As Sarissa told it Wednesday:
In 2022 alone, Amarin stock lost over two-thirds of its value, and shareholders lost over $840 million in equity.* The European launch is behind schedule, reimbursement in Germany (typically one of the largest markets in Europe) appears imperiled, and spending mismanagement has weakened the cash coffers. Yet the board has the audacity to state publicly, “the Company made solid progress in 2022, against its strategic objectives.”
Amarin, meanwhile, hit back with the accusation that most of Sarissa’s proposed board members are not qualified to run a public company:
The Board interviewed three of Sarissa’s five proposed candidates, all of whom are Sarissa employees, alongside independent candidates the Board had identified. In addition, Sarissa demanded that at least three of their candidates be appointed in a matter of days after the names were finally shared with the Company. Of note, two of Sarissa’s original five proposed candidates were junior Sarissa research analysts with less than five years of work experience.

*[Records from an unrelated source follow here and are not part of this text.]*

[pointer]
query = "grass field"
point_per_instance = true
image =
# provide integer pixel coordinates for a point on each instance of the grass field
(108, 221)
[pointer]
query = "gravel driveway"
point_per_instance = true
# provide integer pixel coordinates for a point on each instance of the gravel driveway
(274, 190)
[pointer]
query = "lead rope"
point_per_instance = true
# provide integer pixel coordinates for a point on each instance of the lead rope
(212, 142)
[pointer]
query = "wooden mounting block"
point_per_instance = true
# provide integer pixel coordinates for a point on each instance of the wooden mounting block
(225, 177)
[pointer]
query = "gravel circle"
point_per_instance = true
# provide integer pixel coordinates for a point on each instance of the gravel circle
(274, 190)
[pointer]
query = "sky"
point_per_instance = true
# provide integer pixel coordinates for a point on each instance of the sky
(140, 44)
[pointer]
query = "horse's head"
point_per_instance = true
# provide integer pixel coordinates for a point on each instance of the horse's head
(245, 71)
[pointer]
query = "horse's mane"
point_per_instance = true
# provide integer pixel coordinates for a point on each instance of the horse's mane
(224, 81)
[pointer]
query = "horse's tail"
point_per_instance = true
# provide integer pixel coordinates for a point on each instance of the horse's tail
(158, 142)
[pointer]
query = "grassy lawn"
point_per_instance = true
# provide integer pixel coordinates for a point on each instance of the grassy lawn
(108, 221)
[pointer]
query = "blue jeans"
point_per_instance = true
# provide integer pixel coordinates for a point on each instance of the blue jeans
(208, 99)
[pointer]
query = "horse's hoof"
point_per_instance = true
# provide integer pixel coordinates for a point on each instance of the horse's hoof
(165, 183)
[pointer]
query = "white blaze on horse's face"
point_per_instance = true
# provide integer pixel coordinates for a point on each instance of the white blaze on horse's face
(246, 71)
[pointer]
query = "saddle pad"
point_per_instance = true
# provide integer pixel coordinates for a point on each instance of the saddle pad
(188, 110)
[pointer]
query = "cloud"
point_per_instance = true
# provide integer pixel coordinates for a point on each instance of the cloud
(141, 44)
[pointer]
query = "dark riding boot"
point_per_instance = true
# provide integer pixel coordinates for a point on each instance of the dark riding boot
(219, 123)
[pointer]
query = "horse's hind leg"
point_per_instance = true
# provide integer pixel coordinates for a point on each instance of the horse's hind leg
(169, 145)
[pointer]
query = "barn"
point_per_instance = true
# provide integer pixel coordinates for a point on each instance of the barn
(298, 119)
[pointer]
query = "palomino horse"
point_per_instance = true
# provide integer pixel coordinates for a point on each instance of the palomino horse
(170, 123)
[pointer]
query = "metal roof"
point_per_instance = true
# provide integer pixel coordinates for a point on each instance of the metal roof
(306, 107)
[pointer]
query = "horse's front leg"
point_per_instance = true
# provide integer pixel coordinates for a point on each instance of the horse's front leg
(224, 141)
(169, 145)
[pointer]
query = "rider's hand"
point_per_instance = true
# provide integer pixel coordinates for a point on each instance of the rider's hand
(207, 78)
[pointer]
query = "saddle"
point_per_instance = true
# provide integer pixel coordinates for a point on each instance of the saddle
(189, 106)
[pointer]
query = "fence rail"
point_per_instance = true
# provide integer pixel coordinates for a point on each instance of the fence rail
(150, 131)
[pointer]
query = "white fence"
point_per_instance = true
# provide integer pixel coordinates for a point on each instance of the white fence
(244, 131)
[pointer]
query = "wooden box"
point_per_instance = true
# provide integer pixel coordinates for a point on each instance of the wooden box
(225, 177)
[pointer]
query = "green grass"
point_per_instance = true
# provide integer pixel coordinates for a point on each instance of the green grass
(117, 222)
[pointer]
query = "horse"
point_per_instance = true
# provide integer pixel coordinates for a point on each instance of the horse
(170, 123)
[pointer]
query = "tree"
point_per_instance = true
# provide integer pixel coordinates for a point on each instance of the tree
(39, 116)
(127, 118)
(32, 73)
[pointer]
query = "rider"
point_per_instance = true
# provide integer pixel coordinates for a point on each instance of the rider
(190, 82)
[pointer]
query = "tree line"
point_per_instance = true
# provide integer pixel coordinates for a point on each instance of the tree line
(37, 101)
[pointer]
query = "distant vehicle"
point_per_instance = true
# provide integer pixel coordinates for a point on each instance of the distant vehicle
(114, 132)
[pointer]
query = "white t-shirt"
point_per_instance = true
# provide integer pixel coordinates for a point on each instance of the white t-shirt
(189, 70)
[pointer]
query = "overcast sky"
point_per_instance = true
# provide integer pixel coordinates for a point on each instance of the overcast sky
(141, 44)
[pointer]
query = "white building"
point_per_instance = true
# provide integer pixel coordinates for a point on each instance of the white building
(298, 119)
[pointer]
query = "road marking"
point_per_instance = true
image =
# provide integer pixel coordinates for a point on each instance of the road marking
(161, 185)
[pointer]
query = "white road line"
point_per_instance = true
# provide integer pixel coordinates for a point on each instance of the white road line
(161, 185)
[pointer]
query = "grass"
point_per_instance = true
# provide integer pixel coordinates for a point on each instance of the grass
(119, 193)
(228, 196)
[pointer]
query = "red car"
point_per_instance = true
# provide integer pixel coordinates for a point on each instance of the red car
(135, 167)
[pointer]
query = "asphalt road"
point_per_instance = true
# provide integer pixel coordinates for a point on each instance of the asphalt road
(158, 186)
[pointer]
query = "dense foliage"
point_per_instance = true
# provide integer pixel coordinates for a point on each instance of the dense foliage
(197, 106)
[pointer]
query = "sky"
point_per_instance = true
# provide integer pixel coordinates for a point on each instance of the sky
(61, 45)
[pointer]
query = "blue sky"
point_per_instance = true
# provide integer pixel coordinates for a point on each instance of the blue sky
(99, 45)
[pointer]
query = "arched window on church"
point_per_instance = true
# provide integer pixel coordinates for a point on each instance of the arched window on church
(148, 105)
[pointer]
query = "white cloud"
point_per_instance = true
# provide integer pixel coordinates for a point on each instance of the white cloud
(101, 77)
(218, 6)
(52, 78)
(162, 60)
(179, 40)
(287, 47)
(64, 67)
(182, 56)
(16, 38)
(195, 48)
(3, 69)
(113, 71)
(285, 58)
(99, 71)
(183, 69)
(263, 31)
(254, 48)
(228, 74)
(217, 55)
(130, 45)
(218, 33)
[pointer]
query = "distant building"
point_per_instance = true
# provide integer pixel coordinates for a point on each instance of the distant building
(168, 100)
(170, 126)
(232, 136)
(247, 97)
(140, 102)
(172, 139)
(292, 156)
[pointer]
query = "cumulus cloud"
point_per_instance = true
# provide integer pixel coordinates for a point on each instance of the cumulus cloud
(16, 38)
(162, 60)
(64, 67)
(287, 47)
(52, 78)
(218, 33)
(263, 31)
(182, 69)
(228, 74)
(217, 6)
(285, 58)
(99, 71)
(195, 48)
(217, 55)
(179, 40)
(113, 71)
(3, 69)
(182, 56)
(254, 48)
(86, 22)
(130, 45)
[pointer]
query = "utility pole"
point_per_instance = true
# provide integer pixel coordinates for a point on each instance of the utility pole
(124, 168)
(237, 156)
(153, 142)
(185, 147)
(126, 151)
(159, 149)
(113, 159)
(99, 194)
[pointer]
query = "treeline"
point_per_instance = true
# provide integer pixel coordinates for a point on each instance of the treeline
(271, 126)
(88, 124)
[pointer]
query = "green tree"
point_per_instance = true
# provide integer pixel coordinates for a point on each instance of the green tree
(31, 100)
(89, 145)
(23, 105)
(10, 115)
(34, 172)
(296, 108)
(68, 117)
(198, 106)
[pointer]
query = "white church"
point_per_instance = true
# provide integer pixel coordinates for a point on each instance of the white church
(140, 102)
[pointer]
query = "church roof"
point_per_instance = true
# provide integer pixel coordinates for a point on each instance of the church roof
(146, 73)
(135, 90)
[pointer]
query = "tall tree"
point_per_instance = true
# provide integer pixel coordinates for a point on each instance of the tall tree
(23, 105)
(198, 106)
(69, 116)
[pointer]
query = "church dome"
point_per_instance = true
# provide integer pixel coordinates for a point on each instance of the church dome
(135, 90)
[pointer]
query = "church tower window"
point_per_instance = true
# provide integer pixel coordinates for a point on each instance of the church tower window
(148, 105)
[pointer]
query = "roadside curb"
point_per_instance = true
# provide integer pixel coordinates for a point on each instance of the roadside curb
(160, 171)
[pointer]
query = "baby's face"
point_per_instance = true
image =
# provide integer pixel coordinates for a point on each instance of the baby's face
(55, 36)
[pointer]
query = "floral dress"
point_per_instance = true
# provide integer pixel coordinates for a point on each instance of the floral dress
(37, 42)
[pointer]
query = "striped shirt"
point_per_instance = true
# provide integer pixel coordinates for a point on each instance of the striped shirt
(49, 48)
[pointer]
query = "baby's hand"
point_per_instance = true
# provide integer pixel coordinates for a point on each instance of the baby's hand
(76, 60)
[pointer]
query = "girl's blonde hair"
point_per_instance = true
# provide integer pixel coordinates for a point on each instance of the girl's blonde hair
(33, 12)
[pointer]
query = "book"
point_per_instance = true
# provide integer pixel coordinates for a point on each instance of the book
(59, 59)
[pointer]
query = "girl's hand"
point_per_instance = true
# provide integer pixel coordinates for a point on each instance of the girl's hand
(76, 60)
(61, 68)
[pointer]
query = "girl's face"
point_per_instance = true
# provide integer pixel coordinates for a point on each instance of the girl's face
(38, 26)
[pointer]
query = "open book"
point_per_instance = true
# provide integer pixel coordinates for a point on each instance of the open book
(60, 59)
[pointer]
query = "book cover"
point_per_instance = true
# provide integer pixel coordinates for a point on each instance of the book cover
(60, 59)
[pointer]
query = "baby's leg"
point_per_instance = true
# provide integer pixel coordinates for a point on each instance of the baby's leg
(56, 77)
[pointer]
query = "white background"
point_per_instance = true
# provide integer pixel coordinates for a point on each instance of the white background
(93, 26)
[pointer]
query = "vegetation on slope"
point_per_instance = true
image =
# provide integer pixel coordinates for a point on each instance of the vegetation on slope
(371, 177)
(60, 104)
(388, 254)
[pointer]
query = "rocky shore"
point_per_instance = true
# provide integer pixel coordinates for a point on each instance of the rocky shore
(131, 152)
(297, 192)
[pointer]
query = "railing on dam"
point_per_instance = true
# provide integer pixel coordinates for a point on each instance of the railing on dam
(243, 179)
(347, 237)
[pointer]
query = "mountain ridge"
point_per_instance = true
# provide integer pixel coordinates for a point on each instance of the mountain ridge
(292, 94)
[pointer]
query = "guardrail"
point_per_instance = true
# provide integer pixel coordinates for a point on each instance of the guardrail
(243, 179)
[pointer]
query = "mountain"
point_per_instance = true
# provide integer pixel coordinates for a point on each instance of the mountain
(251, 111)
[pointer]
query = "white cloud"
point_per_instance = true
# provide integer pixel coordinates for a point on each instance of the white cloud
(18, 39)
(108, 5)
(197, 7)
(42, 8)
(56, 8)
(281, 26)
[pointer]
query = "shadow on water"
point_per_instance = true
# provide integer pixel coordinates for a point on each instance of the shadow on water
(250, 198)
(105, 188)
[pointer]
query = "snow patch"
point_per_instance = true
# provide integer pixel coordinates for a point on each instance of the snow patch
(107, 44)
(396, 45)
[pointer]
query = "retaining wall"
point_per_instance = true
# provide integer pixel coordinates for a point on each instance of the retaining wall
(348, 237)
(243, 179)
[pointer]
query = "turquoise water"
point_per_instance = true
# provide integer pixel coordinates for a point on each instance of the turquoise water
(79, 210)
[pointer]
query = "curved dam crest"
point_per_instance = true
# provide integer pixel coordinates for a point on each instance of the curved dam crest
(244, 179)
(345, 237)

The past week’s back-and-forth came after a year in which Amarin found itself a victim of the lengthy biotech bear market. Last June, the company enacted serious cost-cutting measures by laying off 40% of staff and watching its CFO depart. The moves came after a patent fight over its sole approved drug Vascepa, which Amarin lost in a Supreme Court case in 2021.
But Amarin is standing its ground, at least for now. The biotech’s stock price is up about 48% in the last month.